On June 1, U.S. Congress rejected a bill to increase the debt limit by $2.4 trillion, delivering a humiliating defeat to President Barack Obama.

For now, there is no immediate threat of a U.S. default on its debt, but the government will have to dramatically cut costs or go back to Congress with new proposals. Obama will be forced to reach a compromise with the Republicans in Congress, and the only question now is the price he will have to pay for it.

Republicans are demanding fundamental changes to U.S. financial policy and limits to the emission of dollars and to the endless government borrowing on financial markets that threatens to put the United States in the same position that Russia found itself at the end of President Boris Yeltsin’s rule. During Russia’s crisis, government bonds essentially became a financial pyramid that finally collapsed  during the default of August 1998.

Now Washington finds itself in a similar position. But in contrast to the Yeltsin government, which limited the money supply so sharply that people did not receive salaries for months, U.S. authorities have resorted to borrowing actively on the credit market and printing dollars, otherwise known  as “quantitative easing.” Those dollars have spread like wildfire throughout the world economy, fueling speculative investment and keeping oil prices high.

By trying to keep its own financial system afloat, the United States is essentially financing Russian raw materials companies, Chinese exporters and European bankers.

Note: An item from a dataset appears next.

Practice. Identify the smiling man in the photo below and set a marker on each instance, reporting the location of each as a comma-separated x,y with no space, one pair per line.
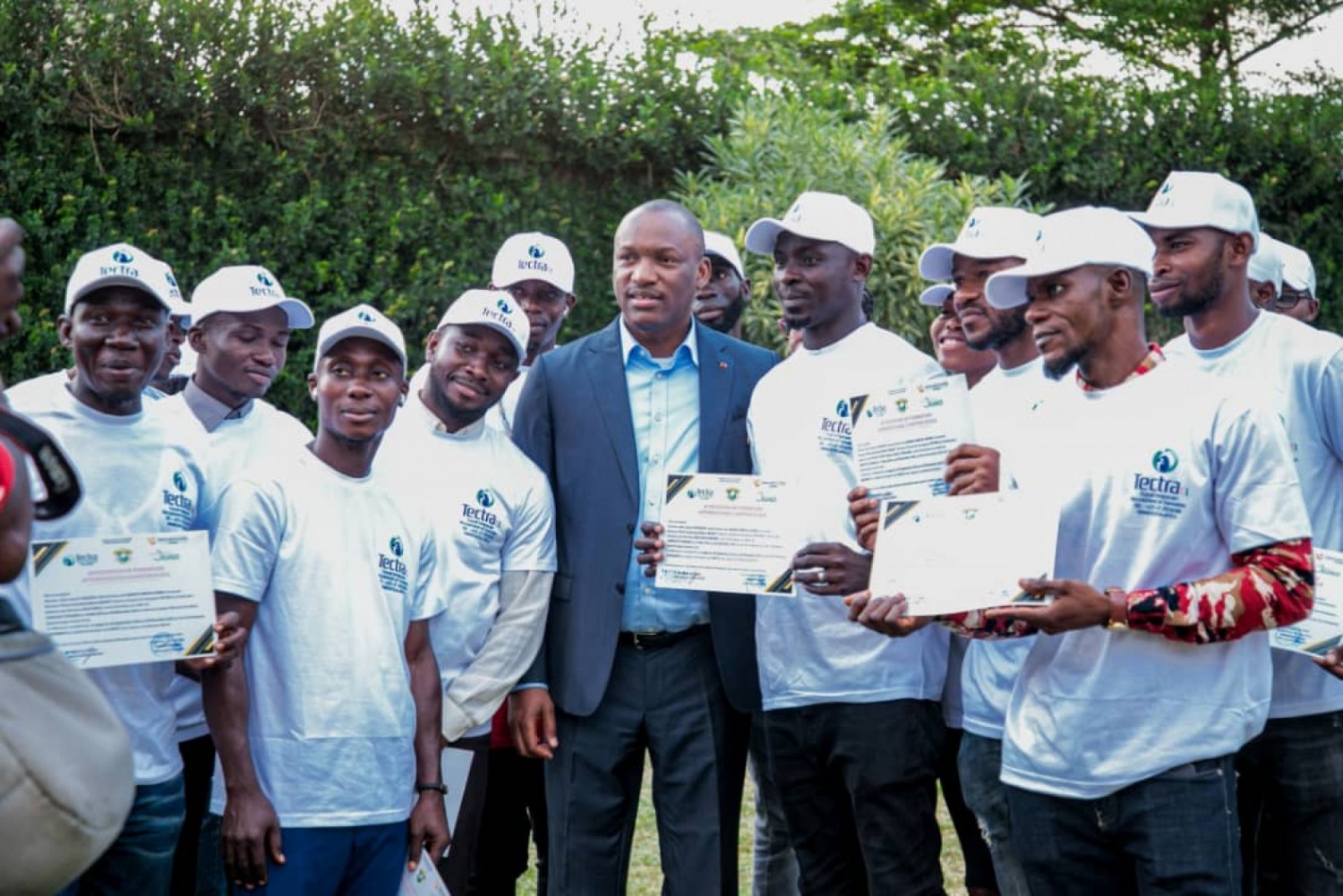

The flip side of the U.S. monetary expansion is a ubiquitous rise in the price of food and housing (except for in the United States) and the transformation of many ordinary consumer goods into unaffordable luxuries for a significant percentage of the world’s population. These dangerous tendencies could easily result in serious political upheavals across the globe, including Russia, if they continue unabated.

No matter how the conflict between Congress and the Obama administration is resolved, it will inevitably affect the fate of the international economy. A sharp cut in government spending and a limit on the emission of dollars threatens to send the U.S. economy back into another recession.

For Russia, the looming second wave of a global recession threatens to become a full-blown social catastrophe. Russian leaders escaped this kind of disaster in 2009 with almost no effort. They were saved only when the U.S. Federal Reserve began printing dollars. But they won’t be saved in the next crisis, which may hit the country before the March presidential election.

Russian leaders are probably well aware of these dangers. But this hardly means that they will change their policies and take measures now to help control the damage. Instead, they have proposed commercializing education and selling off state property.

There is a fierce battle for power among the ruling elite, but there is no battle of ideas. The result is that all the major decisions have already been made, and they are devoid of common sense. To have a true battle of ideas, you have to have prudent and forward-thinking ideas in the first place.

Boris Kagarlitsky is director of the Institute of Globalization Studies.